PORT-AU-PRINCE - Rescuers pulled a dehydrated but otherwise uninjured woman from the ruins of a luxury hotel in the Haitian capital early yesterday, an event greeted with applause from onlookers witnessing rare good news in a city otherwise filled with corpses, rubble and desperation.

PORT-AU-PRINCE - Rescuers pulled a dehydrated but otherwise uninjured woman from the ruins of a luxury hotel in the Haitian capital early yesterday, an event greeted with applause from onlookers witnessing rare good news in a city otherwise filled with corpses, rubble and desperation.

"It's a little miracle," her husband, Reinhard Riedl, said after hearing she was alive. "She's one tough cookie. She is indestructible."

For many, though, the five days since the magnitude-7.0 quake hit have turned into an aching wait for the food, water and medical care slowly making its way from an overwhelmed airport rife with political squabbles. And while aid is reaching the country, growing impatience among the suffering has spawned some violence.

Nobody knows how many people died. Haiti's government alone had recovered 20000 bodies - not counting those recovered by independent agencies or relatives themselves, Prime Minister Jean-Max Bellerive said.

The Pan American Health Organisation now says 50000 to 100000 people perished in the quake. Bellerive said 100000 would "seem to be the minimum".

A UN humanitarian spokesperson declared the quake the worst disaster the international organisation has ever faced, since so much government and UN capacity in the country was demolished.

In that way, Elisabeth Byrs said in Geneva, it's worse than the cataclysmic Asian tsunami of 2004. "Everything is damaged".

Truckloads of corpses were being trundled to mass graves on Saturday. Search teams also recovered the body of Tunisian diplomat Hedi Annabi, the United Nations chief of mission in Haiti, and other top UN officials who were killed when their headquarters collapsed.

Experts have said rescue of people trapped beneath wreckage after three days is unlikely. But an American team pulled a woman alive from a collapsed university building where she had been trapped for 97 hours. Another crew got water to three survivors whose shouts could be heard deep in the pancaked ruins of a multistory supermarket.

Worst quake disaster

At the Hotel Montana, the son of co-owner Nadine Cardoso said he could hear her voice from the rubble, and the effort to pull her to safety began.

Twelve hours later, with more than 20 friends and relatives of the prominent community member watching early yesterday, she was lowered from a hill of debris on a stretcher.
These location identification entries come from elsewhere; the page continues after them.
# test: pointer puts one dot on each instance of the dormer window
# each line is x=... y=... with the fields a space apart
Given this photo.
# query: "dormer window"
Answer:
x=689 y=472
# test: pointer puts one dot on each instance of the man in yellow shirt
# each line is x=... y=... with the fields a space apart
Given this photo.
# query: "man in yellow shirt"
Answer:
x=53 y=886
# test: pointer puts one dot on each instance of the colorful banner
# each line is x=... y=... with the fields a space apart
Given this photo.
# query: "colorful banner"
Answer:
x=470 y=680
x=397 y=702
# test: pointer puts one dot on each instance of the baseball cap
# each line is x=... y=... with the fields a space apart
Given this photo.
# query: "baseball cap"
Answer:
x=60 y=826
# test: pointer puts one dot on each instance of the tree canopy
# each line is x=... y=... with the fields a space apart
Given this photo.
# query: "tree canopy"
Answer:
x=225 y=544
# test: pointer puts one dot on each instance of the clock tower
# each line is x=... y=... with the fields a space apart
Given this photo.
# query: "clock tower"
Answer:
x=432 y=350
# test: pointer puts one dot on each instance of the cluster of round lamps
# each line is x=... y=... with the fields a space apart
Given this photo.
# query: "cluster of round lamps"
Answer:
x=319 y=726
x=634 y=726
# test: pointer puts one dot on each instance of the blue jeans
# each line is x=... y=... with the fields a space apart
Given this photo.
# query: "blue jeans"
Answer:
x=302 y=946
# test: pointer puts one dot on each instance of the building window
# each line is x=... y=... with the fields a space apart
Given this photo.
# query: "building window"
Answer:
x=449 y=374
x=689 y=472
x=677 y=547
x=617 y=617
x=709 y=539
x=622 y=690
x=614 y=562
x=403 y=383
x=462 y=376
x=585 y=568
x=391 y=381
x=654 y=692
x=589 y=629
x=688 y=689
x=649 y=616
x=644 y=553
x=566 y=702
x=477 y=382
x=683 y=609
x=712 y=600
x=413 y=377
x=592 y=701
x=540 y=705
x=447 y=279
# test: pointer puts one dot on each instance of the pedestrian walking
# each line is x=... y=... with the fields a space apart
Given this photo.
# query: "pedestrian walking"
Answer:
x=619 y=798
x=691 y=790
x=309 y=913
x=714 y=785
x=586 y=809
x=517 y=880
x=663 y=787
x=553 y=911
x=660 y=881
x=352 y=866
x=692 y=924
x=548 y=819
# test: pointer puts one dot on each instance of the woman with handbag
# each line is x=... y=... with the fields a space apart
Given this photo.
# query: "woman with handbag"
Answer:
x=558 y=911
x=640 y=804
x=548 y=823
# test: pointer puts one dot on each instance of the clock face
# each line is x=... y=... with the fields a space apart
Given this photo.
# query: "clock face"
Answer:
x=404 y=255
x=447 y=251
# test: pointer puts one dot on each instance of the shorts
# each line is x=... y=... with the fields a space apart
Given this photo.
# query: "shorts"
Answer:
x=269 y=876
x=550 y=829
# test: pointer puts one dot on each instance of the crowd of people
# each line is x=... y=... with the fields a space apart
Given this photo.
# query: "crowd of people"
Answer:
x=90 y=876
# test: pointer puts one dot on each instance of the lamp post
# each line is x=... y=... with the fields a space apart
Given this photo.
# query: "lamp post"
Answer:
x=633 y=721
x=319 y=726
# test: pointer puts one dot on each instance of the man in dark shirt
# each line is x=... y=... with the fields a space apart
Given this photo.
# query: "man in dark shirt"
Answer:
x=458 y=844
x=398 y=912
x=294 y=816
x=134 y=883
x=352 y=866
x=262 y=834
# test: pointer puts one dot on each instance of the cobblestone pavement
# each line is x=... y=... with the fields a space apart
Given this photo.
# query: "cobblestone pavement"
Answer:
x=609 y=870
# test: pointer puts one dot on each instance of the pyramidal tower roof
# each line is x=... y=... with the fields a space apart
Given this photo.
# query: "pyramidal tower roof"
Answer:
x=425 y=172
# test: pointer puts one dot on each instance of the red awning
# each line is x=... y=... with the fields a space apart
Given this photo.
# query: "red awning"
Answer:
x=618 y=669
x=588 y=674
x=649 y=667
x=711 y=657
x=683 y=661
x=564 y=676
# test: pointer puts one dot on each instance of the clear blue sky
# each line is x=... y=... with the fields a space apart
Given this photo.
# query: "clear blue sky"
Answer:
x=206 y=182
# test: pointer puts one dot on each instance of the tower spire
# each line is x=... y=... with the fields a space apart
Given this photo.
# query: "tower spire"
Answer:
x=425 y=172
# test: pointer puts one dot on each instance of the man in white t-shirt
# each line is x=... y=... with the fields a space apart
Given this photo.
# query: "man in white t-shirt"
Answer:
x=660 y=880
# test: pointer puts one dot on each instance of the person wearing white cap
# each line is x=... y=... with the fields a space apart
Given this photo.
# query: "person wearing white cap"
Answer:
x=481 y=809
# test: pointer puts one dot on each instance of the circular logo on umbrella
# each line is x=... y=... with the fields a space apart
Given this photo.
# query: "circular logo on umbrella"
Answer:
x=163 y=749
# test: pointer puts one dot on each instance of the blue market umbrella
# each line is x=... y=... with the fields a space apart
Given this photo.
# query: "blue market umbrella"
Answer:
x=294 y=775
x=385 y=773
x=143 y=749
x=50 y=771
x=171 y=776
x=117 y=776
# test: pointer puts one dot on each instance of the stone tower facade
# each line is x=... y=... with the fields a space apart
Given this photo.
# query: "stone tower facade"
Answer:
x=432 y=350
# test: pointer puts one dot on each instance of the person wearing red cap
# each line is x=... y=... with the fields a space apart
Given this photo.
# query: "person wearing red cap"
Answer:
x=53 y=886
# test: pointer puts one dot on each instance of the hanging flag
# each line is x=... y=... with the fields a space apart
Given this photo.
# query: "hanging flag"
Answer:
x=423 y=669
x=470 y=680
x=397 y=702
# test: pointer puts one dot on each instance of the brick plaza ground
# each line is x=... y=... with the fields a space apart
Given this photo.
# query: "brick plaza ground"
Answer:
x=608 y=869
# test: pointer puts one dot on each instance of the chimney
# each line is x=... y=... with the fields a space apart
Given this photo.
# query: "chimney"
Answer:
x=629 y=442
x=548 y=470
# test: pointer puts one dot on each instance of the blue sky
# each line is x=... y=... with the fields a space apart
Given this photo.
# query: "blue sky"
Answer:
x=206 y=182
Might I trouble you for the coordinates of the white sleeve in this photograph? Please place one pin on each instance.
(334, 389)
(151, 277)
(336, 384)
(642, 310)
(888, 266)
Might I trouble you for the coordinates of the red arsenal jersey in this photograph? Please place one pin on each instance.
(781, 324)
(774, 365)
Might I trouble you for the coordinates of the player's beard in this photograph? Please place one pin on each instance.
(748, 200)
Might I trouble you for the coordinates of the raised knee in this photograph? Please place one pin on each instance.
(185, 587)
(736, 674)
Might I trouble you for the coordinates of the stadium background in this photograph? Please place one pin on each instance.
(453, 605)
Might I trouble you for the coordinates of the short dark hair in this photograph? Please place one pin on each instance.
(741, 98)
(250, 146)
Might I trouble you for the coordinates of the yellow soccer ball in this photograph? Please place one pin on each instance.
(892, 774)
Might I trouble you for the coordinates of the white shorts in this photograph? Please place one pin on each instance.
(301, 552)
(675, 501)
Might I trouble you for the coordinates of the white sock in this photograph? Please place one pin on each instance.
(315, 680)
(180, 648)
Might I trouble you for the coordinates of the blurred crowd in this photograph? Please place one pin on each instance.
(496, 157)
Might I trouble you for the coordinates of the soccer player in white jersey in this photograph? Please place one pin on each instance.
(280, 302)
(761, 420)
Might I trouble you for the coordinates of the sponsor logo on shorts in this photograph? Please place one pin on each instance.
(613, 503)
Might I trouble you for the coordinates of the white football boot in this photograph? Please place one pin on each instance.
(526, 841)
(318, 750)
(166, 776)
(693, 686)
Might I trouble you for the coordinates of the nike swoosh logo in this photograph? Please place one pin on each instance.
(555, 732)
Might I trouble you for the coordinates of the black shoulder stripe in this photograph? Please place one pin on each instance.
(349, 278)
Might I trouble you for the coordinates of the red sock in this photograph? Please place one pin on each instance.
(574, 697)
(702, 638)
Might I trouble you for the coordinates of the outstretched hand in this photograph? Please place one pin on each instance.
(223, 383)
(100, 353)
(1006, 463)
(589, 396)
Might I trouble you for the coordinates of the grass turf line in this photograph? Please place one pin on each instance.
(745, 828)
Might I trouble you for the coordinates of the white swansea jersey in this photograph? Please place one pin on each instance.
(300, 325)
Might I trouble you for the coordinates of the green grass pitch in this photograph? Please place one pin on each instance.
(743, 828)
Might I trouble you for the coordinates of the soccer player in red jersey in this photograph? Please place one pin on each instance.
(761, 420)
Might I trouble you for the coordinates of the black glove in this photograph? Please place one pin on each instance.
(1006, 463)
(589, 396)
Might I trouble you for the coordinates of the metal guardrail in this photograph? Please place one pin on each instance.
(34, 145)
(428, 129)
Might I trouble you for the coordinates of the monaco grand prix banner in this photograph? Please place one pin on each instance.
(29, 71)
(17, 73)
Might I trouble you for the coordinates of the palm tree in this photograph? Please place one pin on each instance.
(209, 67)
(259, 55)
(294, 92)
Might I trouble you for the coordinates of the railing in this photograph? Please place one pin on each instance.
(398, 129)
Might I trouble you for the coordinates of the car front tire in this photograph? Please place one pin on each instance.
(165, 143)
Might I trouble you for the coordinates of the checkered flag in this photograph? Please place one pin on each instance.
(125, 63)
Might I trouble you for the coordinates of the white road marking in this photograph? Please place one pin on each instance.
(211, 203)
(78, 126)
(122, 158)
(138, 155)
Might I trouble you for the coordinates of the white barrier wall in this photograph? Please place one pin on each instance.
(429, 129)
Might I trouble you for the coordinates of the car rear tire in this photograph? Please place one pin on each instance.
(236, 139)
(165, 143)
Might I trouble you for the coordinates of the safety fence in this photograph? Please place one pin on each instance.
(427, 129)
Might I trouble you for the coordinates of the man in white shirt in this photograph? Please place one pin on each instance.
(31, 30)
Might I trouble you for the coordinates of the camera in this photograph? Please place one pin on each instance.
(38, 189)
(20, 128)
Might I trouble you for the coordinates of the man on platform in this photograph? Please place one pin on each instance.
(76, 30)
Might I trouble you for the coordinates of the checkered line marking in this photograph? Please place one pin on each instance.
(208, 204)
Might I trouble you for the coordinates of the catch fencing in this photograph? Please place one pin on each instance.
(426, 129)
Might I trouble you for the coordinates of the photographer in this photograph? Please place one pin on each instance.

The rescue was bittersweet for Cardoso's sister, because rescuers also told Gerthe Cardoso they had abandoned a search for her 7-year-old grandson after an aftershock closed a space where he was believed to be.

UN Secretary-General Ban Ki-moon was expected to arrive in Haiti last night to discuss aid delivery, which appeared to be speeding up.

Florence Louis, seven months pregnant with two children, was one of thousands of Haitians who gathered at a gate at the Cite Soleil slum, where UN World Food Programme workers handed out high-energy biscuits for the first time.

"It is enough because I didn't have anything at all," said Louis, 29, clutching four packets of biscuits.

The Haitian government has established 14 distribution points for food and other supplies, and US Army helicopters scouted locations for more. Aid groups opened five emergency health centers. Vital gear, such as water-purification units, was arriving from abroad. On a hillside golf course, perhaps 50000 people were sleeping in a makeshift tent city overlooking the stricken capital.

"Many people are just fleeing to the countryside, they are looking for a place to stay and for food," said Enel Legrand, a 24-year-old volunteer aid worker.

The airport congestion also touched off diplomatic rows between the US military and other donor nations. France and Brazil both lodged official complaints that the US military, in control of the international airport, had denied landing permission to relief flights from their countries.

Haitian President Rene Preva urged all to "keep our cool and coordinate and not throw accusations".

Secretary of State Hillary Rodham Clinton visited and pledged more American assistance.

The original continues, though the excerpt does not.